Medicare Coverage for Neulasta

Understanding the coverage of Neulasta under Medicare is important for beneficiaries who rely on this medication. Medicare provides coverage for Neulasta under certain circumstances. Generally, Medicare Part B, which covers outpatient services, including prescription drugs administered in a healthcare setting, provides coverage for Neulasta. However, it is important to note that Medicare coverage may vary depending on the specific plan and the beneficiary’s circumstances.

Coverage under Medicare Part B

Under Medicare Part B, Neulasta is considered a Part B-covered medication when it is administered in a healthcare provider’s office or outpatient facility. In this scenario, Medicare typically covers 80% of the approved amount for the drug, while the remaining 20% is the responsibility of the beneficiary, subject to their deductible and coinsurance. It is worth noting that Medicare Part B also covers the administration of Neulasta, ensuring that beneficiaries can access this critical treatment without incurring additional costs.

Coverage under Medicare Part D

Medicare Part D, which covers prescription drugs, may also provide coverage for Neulasta. However, the coverage for Neulasta under Part D is typically limited to cases where the medication is self-administered by the beneficiary. If Neulasta is prescribed to be taken at home, beneficiaries should consult their Part D plan to determine coverage details, including copayments, coinsurance, and any applicable deductibles.

Determining Eligibility and Prior Authorization

To access Medicare coverage for Neulasta, it is important to meet certain eligibility criteria and comply with the prior authorization requirements. Prior authorization is a process where Medicare requires healthcare providers to obtain approval before prescribing certain medications.
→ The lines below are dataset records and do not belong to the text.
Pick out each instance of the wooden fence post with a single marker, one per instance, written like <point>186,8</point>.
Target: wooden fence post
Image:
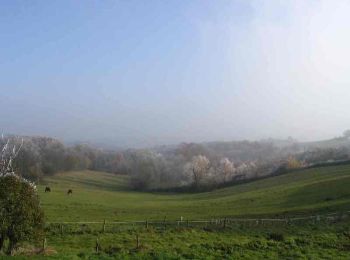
<point>97,245</point>
<point>44,244</point>
<point>104,226</point>
<point>137,241</point>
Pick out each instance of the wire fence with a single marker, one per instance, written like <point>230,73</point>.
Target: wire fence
<point>116,226</point>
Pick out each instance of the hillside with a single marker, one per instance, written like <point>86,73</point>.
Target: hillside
<point>98,196</point>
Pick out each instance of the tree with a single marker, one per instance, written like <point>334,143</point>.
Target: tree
<point>200,167</point>
<point>226,169</point>
<point>21,217</point>
<point>346,134</point>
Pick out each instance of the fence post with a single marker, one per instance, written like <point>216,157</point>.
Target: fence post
<point>104,226</point>
<point>44,244</point>
<point>137,241</point>
<point>97,245</point>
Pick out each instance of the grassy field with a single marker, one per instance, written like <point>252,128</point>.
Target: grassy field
<point>98,196</point>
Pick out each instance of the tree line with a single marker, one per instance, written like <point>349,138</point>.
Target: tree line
<point>195,166</point>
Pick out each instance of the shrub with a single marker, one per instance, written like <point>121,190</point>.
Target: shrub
<point>20,213</point>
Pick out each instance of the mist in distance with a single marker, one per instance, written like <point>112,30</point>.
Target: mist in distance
<point>141,74</point>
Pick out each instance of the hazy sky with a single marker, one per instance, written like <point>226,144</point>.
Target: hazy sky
<point>136,73</point>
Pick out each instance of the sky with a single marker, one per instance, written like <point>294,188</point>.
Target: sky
<point>144,73</point>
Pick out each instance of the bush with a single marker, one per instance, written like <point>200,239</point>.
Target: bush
<point>279,237</point>
<point>20,212</point>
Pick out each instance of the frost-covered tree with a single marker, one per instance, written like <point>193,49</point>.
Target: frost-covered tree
<point>226,169</point>
<point>200,166</point>
<point>21,217</point>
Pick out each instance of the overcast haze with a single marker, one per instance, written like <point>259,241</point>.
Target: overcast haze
<point>139,73</point>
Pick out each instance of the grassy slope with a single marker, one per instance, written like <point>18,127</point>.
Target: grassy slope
<point>98,196</point>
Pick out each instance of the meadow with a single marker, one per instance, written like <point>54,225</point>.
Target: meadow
<point>99,196</point>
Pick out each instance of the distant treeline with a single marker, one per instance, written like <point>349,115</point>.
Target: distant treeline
<point>184,167</point>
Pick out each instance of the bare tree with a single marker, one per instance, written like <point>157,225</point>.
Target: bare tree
<point>200,167</point>
<point>226,169</point>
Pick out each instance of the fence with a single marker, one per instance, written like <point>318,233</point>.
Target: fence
<point>116,226</point>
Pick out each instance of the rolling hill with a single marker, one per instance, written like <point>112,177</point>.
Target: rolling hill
<point>97,196</point>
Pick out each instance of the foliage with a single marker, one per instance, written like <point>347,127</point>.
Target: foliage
<point>20,212</point>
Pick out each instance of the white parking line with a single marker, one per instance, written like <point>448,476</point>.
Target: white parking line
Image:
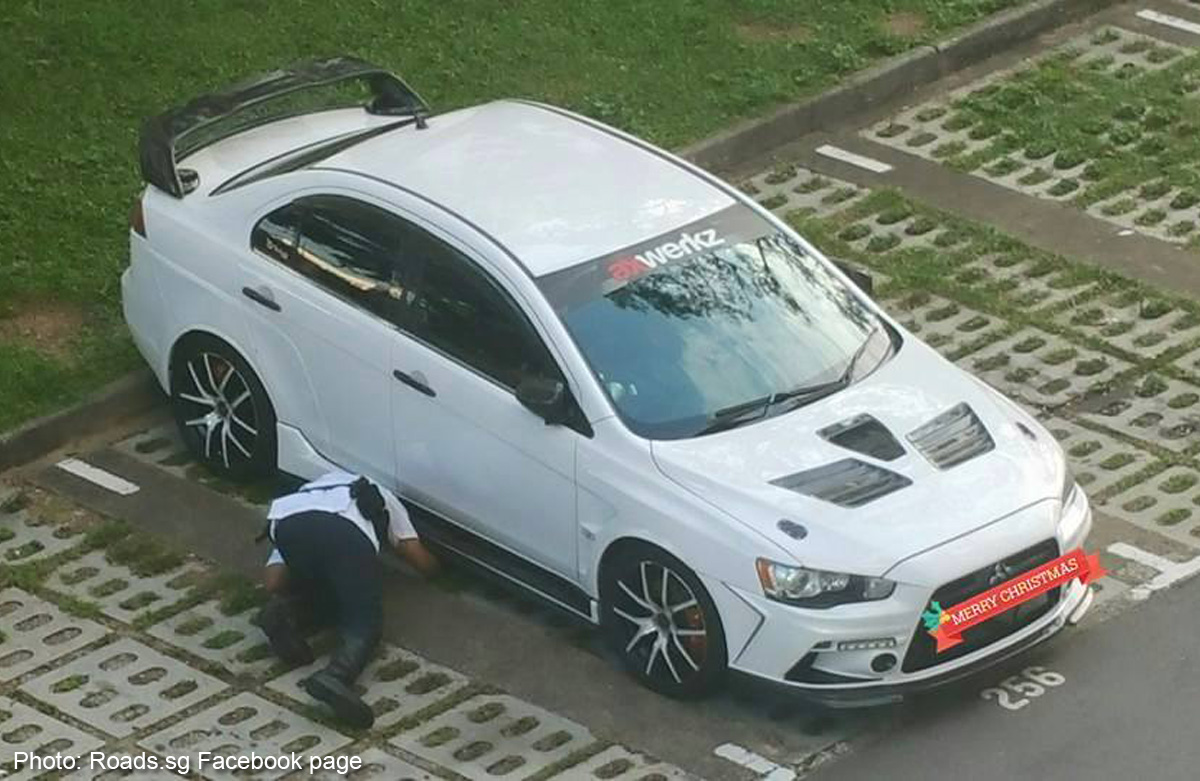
<point>751,761</point>
<point>1169,20</point>
<point>95,474</point>
<point>869,163</point>
<point>1169,572</point>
Beneficiaries should consult their healthcare provider to ensure that the necessary steps are taken to meet Medicare’s requirements and obtain coverage for Neulasta.


In conclusion, Neulasta is an important medication used to manage neutropenia, a side effect of chemotherapy that can lead to serious infections. Medicare provides coverage for Neulasta under specific circumstances, primarily through Medicare Part B for medications administered in a healthcare setting. However, coverage may also be available under Medicare Part D for self-administered medications. Eligibility and prior authorization requirements play a crucial role in accessing Medicare coverage for Neulasta. It is recommended that beneficiaries consult their healthcare provider and review their specific Medicare plan to determine coverage details and ensure optimal access to this vital medication.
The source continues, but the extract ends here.